Detroit

Detroit Justru Membutuhkan Kanada Lebih dari yang Terlihat

(Business Lounge – Automotive) Hubungan otomotif Amerika Serikat dan Kanada kembali berada di titik genting setelah Presiden Donald Trump mengancam menaikkan tarif kendaraan dan komponen otomotif dari Kanada menjadi 50%. Ancaman tersebut bukan sekadar persoalan perdagangan bilateral karena industri otomotif Detroit dibangun di atas rantai pasok lintas perbatasan yang telah terintegrasi selama puluhan tahun. The Wall Street Journal menilai ketergantungan Detroit terhadap Kanada bahkan lebih besar dibandingkan ketergantungan sebagian besar wilayah Amerika Serikat lainnya, sehingga kebijakan yang dimaksudkan untuk menekan Kanada justru berpotensi memberikan tekanan balik kepada produsen Amerika.

Masalahnya bukan hanya tarif, tetapi struktur industri yang sudah terlanjur terhubung.

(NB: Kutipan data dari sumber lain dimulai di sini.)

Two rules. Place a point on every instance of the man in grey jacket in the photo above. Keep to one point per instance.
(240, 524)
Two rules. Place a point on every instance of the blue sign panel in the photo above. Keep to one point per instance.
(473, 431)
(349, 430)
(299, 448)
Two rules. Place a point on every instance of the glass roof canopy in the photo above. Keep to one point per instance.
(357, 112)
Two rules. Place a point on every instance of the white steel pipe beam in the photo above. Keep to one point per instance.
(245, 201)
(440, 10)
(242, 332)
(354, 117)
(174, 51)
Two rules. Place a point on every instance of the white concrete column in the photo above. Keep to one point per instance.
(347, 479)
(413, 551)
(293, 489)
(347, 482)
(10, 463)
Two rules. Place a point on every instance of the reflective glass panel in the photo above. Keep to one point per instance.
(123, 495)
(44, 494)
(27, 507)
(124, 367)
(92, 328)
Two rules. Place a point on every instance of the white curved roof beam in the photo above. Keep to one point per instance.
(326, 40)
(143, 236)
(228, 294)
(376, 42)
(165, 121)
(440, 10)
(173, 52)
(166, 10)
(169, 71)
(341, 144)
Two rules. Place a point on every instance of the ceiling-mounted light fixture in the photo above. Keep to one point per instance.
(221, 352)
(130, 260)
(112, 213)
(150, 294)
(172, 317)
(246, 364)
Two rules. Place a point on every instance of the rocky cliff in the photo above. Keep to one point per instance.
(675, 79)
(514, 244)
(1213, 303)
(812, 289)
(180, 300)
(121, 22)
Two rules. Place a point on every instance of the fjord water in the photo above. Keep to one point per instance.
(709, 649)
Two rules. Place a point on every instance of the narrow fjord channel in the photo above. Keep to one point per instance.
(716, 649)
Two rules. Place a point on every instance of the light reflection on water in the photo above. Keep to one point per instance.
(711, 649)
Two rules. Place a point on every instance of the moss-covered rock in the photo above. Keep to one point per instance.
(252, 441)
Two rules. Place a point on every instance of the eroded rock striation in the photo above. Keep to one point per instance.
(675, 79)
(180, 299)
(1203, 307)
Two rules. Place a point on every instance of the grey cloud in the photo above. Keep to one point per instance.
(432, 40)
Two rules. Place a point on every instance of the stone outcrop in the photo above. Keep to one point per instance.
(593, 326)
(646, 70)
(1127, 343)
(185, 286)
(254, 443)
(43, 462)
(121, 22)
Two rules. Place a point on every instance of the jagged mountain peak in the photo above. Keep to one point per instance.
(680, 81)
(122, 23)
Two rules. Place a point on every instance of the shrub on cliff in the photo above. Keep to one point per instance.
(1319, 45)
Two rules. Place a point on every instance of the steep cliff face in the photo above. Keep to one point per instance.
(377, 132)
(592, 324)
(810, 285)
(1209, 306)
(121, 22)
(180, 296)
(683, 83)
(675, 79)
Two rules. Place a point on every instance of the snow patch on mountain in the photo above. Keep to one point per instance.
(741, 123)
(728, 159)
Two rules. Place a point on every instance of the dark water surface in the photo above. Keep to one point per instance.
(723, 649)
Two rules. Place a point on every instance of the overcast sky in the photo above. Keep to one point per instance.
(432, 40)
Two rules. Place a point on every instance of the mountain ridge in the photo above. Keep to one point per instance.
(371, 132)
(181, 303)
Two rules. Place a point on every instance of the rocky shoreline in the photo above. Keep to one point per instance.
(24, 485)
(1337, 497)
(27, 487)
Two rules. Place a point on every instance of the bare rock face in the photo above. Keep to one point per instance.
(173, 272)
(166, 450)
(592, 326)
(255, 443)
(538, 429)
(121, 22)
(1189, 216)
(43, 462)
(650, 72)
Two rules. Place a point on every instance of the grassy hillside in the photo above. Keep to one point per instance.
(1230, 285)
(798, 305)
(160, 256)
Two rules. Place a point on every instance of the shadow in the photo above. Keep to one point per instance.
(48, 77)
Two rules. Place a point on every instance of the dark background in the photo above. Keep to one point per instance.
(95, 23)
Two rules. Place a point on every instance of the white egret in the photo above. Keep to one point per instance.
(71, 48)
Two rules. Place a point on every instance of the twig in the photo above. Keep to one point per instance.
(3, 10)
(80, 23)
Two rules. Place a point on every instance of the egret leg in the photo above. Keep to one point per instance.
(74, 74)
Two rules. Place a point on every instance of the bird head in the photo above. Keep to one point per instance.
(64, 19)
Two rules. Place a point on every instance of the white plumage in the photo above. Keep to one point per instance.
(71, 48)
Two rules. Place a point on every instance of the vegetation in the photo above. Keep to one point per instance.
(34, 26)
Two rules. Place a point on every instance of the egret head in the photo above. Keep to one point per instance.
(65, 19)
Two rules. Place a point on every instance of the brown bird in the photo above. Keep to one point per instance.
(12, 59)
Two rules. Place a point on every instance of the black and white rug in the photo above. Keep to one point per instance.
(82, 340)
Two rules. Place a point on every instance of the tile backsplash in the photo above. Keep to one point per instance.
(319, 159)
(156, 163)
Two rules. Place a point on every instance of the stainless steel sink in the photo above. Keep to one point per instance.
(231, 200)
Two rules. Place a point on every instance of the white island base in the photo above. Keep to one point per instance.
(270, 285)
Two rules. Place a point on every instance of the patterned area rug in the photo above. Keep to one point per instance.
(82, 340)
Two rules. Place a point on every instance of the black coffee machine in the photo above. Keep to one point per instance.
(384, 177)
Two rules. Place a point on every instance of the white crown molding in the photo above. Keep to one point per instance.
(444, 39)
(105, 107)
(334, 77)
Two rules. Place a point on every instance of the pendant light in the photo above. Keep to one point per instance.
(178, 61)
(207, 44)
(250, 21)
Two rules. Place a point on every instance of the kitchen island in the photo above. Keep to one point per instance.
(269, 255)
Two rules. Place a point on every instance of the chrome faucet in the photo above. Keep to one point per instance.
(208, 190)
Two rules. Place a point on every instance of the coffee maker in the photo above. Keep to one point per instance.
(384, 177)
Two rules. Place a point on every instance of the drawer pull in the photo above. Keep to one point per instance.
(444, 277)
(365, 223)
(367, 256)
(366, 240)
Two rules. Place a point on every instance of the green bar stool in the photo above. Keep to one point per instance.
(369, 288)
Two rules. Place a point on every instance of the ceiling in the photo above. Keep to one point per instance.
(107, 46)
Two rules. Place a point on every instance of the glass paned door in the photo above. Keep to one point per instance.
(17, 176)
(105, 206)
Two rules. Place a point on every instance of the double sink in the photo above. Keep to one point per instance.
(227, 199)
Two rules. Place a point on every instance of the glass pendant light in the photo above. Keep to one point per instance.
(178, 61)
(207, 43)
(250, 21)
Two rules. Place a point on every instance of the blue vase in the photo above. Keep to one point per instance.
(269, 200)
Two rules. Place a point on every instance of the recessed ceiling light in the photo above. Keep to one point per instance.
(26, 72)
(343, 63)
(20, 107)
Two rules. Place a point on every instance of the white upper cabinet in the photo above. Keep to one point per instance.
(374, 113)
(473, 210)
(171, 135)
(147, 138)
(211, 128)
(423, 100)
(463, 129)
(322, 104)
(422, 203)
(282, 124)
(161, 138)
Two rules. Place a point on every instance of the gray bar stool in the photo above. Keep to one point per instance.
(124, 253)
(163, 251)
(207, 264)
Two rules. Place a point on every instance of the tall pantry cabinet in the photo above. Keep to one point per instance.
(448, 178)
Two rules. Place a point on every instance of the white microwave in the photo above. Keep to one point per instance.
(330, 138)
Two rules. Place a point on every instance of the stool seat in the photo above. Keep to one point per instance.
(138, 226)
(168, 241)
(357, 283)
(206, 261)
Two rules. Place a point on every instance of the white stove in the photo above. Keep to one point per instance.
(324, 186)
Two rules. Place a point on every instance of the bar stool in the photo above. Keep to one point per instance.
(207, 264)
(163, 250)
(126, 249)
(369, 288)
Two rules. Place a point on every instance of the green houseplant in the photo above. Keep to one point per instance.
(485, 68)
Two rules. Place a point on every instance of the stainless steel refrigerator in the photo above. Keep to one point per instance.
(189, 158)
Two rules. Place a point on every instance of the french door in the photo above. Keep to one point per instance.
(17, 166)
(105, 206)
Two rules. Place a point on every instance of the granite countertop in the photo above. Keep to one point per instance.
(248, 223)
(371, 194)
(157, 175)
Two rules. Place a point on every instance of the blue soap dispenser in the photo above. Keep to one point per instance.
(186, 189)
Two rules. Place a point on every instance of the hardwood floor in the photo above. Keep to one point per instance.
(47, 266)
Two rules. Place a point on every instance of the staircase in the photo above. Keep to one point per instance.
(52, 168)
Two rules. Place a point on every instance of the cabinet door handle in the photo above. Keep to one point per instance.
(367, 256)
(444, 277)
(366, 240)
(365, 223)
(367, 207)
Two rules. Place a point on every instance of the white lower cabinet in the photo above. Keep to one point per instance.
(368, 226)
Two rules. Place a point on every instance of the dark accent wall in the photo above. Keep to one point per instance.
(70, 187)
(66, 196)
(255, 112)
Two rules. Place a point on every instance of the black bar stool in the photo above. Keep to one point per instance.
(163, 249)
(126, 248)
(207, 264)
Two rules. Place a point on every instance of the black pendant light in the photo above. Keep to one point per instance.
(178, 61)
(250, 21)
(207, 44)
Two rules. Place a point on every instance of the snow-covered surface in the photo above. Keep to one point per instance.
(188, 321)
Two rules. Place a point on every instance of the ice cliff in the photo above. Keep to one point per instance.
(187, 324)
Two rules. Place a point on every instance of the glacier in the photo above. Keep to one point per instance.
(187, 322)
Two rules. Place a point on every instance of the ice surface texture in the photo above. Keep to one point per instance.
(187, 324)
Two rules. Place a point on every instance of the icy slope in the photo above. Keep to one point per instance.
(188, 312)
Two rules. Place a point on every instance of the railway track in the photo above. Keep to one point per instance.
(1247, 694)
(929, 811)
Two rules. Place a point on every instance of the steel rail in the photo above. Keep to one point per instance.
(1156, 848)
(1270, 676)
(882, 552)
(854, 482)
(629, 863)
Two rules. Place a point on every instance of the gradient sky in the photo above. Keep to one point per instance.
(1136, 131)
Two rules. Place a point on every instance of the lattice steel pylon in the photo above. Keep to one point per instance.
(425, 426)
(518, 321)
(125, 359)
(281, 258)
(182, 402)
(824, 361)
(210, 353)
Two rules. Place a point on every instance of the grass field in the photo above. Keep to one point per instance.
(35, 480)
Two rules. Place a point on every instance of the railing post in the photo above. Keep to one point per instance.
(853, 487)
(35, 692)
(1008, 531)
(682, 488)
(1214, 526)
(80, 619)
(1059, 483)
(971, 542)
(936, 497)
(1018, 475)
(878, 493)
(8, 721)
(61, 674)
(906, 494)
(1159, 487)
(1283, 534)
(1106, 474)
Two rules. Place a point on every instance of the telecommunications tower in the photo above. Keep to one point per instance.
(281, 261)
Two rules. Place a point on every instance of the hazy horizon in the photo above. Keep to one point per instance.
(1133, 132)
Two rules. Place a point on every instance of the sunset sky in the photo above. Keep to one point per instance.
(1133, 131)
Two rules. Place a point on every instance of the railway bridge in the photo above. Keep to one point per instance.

Kanada menyumbang sekitar 8% produksi kendaraan Amerika Utara pada 2025. Pabrik-pabrik di Ontario tidak berdiri sebagai industri yang terpisah dari Detroit, melainkan menjadi bagian dari jaringan produksi yang memasok kendaraan, mesin, transmisi, dan komponen ke berbagai fasilitas di Amerika Serikat. Ford, General Motors, dan Stellantis memiliki kepentingan produksi yang besar di Kanada. Model seperti Ford F-Series Super Duty, kendaraan pikap GM, dan sejumlah produk Stellantis bergantung pada fasilitas Kanada. Karena itu, memindahkan produksi dari Kanada ke Amerika Serikat tidak sesederhana membuka jalur produksi baru.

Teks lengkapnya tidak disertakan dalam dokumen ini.